For post-merger investors, or even for pre-merger investors who choose to hold on to their shares post-merger, the upside is murkier. Unlike a traditional IPO, a SPAC merger does not necessarily make a lot of data about the acquisition company public right away. Performing fundamental analysis is possible, at least when investing post-merger, but it is not always easy. Accurate forecasting is especially difficult for a company that has never been profitable. Granted, lack of profitability is not unique to SPACs. In 2020, 80% of traditional IPOs represented companies with negative earnings at the time they went public. But potential investors need to stay alert to the risks. Historically, post-merger returns have been disappointing. Certain well-known success stories, such as DraftKings and Virgin Galactic, are the exceptions.
These high-profile outliers may mean that some investors are turning to SPACs out of fear of missing out or other fallacious thinking. After all, counter-examples are also available. Nikola Motor Company, which makes autonomous trucks, was celebrated when it went public via SPAC merger in 2020. Yet only three months later, fraud allegations led the founder to resign and shareholders to file multiple lawsuits. The company’s stock recently traded at a fraction of its June 2020 peak.
Many individual investors may also see a “cool” factor in getting to invest early in startups through a SPAC deal. Yet the advisory firm Renaissance Capital found that the average post-merger returns from SPAC IPOs completed between 2015 and 2020 fell short of the average aftermarket performance for traditional IPOs for the same period. In essence, investors – especially post-merger investors – may be paying a premium for that cool factor.
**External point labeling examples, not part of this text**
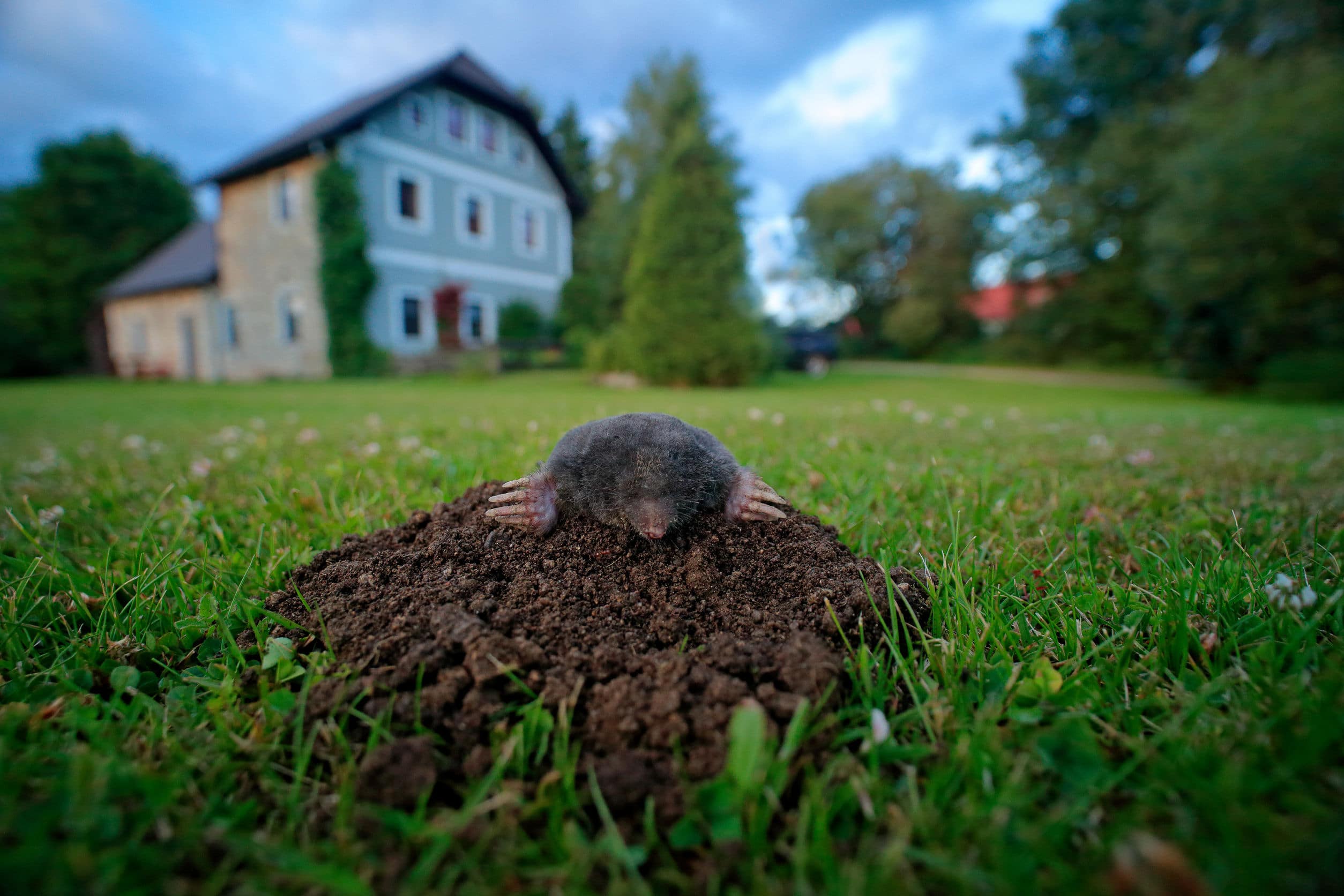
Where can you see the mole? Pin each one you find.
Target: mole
(649, 472)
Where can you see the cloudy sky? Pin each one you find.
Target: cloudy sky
(812, 88)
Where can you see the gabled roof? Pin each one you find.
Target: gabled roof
(460, 73)
(187, 260)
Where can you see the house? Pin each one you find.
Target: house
(995, 307)
(467, 207)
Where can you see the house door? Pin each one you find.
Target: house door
(189, 346)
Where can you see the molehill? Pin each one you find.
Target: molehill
(649, 645)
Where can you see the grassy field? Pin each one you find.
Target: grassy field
(1108, 695)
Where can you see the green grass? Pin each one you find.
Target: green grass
(1102, 664)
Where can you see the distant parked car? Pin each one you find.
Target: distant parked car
(811, 350)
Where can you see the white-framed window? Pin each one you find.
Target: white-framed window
(409, 199)
(522, 150)
(475, 216)
(492, 133)
(139, 339)
(476, 322)
(456, 121)
(413, 315)
(528, 230)
(284, 198)
(289, 312)
(414, 113)
(230, 327)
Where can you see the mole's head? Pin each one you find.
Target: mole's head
(659, 491)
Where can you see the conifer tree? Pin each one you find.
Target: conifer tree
(687, 317)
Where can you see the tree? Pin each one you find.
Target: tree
(347, 277)
(689, 319)
(96, 208)
(1099, 91)
(1246, 248)
(658, 104)
(574, 148)
(906, 240)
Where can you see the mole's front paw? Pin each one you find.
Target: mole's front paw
(752, 499)
(531, 507)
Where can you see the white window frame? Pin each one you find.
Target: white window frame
(487, 237)
(398, 320)
(232, 339)
(138, 338)
(425, 199)
(501, 135)
(289, 300)
(490, 323)
(448, 139)
(284, 195)
(409, 120)
(520, 246)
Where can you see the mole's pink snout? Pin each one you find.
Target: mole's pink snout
(651, 519)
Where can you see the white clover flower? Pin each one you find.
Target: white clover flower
(1284, 593)
(880, 727)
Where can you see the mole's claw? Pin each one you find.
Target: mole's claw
(765, 508)
(752, 499)
(530, 507)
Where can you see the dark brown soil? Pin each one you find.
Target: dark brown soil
(649, 644)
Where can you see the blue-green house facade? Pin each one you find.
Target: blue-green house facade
(461, 195)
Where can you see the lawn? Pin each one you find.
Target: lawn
(1108, 695)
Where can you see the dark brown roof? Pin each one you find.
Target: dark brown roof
(187, 260)
(460, 73)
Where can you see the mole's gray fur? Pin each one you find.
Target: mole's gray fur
(651, 472)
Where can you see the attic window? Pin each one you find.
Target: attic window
(410, 203)
(408, 199)
(456, 120)
(490, 133)
(414, 115)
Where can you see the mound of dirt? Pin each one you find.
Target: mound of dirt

Investors should also note that the SEC is subjecting SPACs to new scrutiny. In September 2020, then-SEC Chair Jay Clayton noted that the commission was watching SPACs closely, with an eye to ensure that shareholders received the same disclosures available to traditional IPO investors. In March 2021, the SEC Investor Advisory Committee held a meeting focused on the expanded use of SPACs. While no regulatory changes have arrived yet, the SEC reportedly has focused on the safe harbor protections SPAC mergers enjoy in offering predictions of future growth – protections unavailable to traditional IPOs. The commission also issued a warning to investors to be particularly wary of SPACs with celebrity sponsors. Potential SPAC investors should stay alert for regulatory shifts in the months and years to come.
The current widespread enthusiasm for SPACs is likely to cool, but it is possible that SPACs could remain a viable alternative to traditional IPOs for companies planning to go public. Like any other investment, a particular SPAC may be more or less attractive. Before investing, take time to perform due diligence on the SPAC’s sponsors and specific terms, as well as on the acquisition target if it has been announced. And remember to maintain a well-diversified portfolio and to limit company-specific risk. Do not let enthusiasm, whether for a particular company, celebrity sponsor or the concept of SPACs in general, derail your long-term investing focus.